これでうちの部隊に女性恐怖症の隊員が誕生するのは何人目だろうか。うちの隊長は度重なる問題でノイローゼ状態。おかげで俺に回ってくる事務仕事が増え、いい迷惑だ。
「あ~、あれはごめんね。何か、つい……ね?」
「隊長は今回の件を誤射という事で処理しましたが、今後あのようなことがあった場合、上層部に報告するとのことです。」
「と言いつつ何度も見逃してくれてるじゃない。あ、もしかしてそっちの隊長さん、うちの誰かを好きになったの?」
「さぁ? 単にこれ以上そちらに関わる仕事をしたくないんじゃないですか?」
「ちぇっ、テオには冗談が通じないのね」
「今は公務中ですので」
そんな話をしつつ、格納庫内部を進んでいく。周りではISのメンテナンスや武装の組み立て、コンテナの搬入作業で忙しなく人が動いている。その中をマリーは慣れた足取りでさっさと進んでいく跡になんとかついて行く。
「そう言えば来年ですね」
「え、……なにが?」
近くを通る同じ部隊員に手を振っていたマリーが首をかしげながらこちらに向く。
「IS学園への入学です」
来年で15歳になり、高等教育を受けられる。スイスはデータ収集の目的でIS部隊の人間をIS学園に最低一人いるようにしている。今年で学園にいたメンバーが卒業してしまうため、来年に入学させられることとなった。
「あぁ……そうね……」
「どうかしましたか?」
今まで明るかった表情がいきなり思いつめた表情に変わる。
「う~ん、あなたがね……」
「自分がどうかしましたか?」
「IS学園に行ったら3年間は長期休暇にしか帰ってこられないじゃない?」
「そうですね」
IS学園はISについて学ぶ以外は普通の高等教育機関と同じで3年間はIS学園のある日本での寮生活。基本的に返ってこられるのは夏休みなどの長期休暇だけである。
「その間、誰があなたの世話をするの?」
「……はい?」
「誰かに預かって貰おうかしら?」
マリーは俺をペットか何かだと思っているのだろうか。ISが登場してから世界は女尊男卑に変わり、女性が偉いというのが当たり前となった事で男を奴隷やペットのように思うように扱う者も少なくない。
「人をペットみたいに言わないでください」
「冗談よ、誰もペット扱いしてないわよ。かわいい弟なんだから」
「そうですか……なら、よかったです」
いつものマリーの冗談。本人は頑張ってネタを考えているらしいが、今まで誰かが笑ったためしがない。なんでこんなにもくだらない冗談を思いつくのだろうか……。
「う~ん、……その話し方だと調子が狂うわ」
「申し訳ありません、公務中ですので」
普段なら彼女にはタメ口で話すが、公務中に限っては敬語を話すことにしている。マリーはいつも調子が狂うからやめろと言ってくるが、俺はやめるつもりはない。何事にも切り替えは必要だ。とくに公私は分けなければならない、目的のためには……。
「オイラーさん、テオを連れてきました」
「ありがとう」
マリーは格納庫隅に着くと、そこにいるISを取り囲む一団の一人に手を振って、俺を連れてきたことを告げた。

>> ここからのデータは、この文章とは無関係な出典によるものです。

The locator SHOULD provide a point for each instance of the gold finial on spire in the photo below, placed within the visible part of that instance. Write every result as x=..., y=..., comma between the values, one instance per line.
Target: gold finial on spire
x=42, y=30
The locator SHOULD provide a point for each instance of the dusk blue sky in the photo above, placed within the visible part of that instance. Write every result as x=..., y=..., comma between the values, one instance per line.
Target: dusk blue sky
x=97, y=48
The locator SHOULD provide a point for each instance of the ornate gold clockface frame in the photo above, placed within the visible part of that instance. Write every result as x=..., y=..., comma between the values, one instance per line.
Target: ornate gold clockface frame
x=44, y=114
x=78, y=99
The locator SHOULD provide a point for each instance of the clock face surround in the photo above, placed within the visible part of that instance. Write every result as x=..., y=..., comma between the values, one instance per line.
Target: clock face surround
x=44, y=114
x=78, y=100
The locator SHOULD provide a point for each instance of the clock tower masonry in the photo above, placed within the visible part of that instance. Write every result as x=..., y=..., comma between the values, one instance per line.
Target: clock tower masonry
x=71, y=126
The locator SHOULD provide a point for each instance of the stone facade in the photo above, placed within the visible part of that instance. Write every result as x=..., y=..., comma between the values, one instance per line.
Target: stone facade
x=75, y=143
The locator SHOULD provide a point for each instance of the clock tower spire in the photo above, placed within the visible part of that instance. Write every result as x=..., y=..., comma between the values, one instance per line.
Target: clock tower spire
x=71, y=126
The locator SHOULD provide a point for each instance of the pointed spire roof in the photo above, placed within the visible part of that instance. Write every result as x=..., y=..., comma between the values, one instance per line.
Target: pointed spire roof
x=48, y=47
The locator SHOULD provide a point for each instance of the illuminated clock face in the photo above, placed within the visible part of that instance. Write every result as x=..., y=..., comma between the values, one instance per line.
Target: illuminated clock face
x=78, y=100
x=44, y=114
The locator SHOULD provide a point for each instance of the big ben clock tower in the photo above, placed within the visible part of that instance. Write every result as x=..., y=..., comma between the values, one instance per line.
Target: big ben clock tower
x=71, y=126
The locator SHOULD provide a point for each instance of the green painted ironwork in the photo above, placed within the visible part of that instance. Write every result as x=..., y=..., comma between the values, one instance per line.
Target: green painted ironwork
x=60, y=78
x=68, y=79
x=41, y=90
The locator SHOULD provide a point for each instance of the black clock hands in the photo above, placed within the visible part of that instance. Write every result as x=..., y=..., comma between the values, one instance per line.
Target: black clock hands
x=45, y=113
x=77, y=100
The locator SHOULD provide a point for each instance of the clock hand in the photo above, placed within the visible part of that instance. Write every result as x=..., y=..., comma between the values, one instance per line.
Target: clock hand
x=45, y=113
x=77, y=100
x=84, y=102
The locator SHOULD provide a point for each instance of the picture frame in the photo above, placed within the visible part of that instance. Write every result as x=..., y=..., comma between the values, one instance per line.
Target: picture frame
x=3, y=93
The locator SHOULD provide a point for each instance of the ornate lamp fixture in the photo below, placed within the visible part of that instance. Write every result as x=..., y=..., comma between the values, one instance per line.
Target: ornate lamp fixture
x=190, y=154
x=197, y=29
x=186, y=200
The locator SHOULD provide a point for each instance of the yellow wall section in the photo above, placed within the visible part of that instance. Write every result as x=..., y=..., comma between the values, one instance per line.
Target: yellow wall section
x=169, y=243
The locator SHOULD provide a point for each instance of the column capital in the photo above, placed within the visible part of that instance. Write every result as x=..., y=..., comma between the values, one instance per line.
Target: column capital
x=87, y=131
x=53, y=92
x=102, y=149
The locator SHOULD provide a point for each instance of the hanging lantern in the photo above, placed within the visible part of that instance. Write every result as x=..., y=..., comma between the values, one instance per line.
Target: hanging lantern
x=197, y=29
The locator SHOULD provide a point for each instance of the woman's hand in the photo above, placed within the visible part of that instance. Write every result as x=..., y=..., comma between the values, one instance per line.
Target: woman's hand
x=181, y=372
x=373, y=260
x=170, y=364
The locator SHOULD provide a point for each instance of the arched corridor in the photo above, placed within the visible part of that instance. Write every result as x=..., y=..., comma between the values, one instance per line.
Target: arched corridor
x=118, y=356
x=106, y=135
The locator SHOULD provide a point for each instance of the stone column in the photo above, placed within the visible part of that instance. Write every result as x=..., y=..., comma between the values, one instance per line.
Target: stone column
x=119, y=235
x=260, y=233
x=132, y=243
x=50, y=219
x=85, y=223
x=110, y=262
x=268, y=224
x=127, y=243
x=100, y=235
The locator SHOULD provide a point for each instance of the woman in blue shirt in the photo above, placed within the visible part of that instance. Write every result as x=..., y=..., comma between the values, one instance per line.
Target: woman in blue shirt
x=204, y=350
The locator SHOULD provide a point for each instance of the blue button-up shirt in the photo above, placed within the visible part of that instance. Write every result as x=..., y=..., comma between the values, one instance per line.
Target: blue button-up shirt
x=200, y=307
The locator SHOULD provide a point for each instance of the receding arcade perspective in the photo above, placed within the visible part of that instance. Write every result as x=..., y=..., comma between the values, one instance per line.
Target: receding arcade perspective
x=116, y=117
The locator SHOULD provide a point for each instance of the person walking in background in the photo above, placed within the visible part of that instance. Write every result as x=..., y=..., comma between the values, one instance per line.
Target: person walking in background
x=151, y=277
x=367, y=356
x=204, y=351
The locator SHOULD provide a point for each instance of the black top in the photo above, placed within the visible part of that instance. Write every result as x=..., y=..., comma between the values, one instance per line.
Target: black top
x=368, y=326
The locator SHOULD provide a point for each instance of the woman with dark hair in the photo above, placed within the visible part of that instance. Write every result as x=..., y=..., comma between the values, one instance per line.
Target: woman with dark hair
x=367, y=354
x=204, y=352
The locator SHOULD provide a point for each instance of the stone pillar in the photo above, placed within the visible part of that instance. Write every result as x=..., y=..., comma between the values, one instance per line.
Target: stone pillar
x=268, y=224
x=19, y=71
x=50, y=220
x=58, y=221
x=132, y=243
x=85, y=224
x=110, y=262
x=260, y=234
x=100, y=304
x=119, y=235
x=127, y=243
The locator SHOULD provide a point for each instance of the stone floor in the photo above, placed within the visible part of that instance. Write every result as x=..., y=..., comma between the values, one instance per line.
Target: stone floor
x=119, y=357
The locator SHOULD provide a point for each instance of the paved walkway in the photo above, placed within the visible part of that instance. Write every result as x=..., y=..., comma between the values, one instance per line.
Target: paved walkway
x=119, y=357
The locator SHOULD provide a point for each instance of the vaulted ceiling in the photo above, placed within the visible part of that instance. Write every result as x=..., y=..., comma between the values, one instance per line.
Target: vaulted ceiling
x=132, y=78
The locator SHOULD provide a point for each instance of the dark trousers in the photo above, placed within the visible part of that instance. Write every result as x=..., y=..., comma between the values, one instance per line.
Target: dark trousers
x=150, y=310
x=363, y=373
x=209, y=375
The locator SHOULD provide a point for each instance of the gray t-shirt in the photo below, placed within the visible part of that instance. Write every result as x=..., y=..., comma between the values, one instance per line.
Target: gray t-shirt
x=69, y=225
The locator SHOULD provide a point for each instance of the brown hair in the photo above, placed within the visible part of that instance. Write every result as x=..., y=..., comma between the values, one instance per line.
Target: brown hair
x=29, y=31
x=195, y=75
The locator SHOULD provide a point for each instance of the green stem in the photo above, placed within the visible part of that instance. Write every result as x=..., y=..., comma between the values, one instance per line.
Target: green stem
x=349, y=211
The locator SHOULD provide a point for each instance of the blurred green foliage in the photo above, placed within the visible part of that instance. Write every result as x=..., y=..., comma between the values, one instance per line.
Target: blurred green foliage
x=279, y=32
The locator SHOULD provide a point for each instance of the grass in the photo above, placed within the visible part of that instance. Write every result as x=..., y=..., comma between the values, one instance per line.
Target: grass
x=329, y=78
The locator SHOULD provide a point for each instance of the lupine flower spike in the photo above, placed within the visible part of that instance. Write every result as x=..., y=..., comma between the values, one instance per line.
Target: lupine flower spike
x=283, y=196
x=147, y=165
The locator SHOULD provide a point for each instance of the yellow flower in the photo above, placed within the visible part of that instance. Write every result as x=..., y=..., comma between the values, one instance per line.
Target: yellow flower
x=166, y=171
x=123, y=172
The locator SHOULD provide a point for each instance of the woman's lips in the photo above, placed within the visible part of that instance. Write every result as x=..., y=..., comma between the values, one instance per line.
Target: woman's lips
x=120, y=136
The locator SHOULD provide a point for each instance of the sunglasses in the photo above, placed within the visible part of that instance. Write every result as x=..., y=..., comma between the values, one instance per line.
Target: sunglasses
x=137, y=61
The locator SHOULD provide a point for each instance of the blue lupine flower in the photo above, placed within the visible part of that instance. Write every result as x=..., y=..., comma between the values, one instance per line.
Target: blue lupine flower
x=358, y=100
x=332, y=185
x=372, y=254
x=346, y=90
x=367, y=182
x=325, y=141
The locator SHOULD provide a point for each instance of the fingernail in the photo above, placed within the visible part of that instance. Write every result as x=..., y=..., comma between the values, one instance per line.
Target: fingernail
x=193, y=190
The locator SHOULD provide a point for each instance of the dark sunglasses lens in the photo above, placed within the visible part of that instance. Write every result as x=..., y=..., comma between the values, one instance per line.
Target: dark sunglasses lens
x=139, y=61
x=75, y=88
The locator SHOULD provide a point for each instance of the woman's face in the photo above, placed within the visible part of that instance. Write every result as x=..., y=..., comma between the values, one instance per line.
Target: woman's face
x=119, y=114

爆発したようなクセ毛を掻きあげて、こちらを見ずにスイスIS開発研究部主任兼ナノマシン兵装開発担当 オイラー博士。彼女に対し敬語を使う人は俺を含めた数人しかいない。そのせいで一部の人間から軽く見られがちだが、スイスのIS開発において、彼女は重要な人物である。IS発表以前は生体強化ナノマシンの研究をしていたが、ISが公表された直後にその構造をいち早く理解し、すぐに研究すべきだと進言。軍は『白騎士事件』が発生するまで、その発言を気にも止めなかったが、有用性が実証されると博士をIS開発主任に命じた。それから5年以上も開発主任の座にとどまり続け、数多くの武装を開発している。まさに『兵器開発の鬼才』と呼べる人物。
どうやら博士からの呼び出しであったらしい。
「何か御用ですか?」
軍から俺個人に対する呼び出しは隊長の未提出書類の件を含めて、いくつか思い当たるものがある。だが、博士からの、直接の呼び出しには思い当たるものが無い。
「ん? マリ―・アンベール少尉、彼に説明しなかったのかい?」
「すみません。私が説明するよりも、オイラーさんに説明してもらう方がいいと思って説明してません」
いや、説明しておけよ。心の中、思わず素の自分でマリーに突っ込みを入れる。
「……まぁ、いいか」
博士は自分の頭を持っていたペンで掻き、近くの機材へと向かいキーボードに指を走らせた。
「テオバルト・ヴァイスマン大尉、これを見てみなさい」
「これは……嫌がらせですか?」
博士が指さしたディスプレイをのぞき込むと、ウインドウにびっしりと俺の名前が書き連ねられていた。気持ちが悪くなるぐらい画面の上から下まで埋まっている。こうなると、嫌がらせというよりも模様に近い。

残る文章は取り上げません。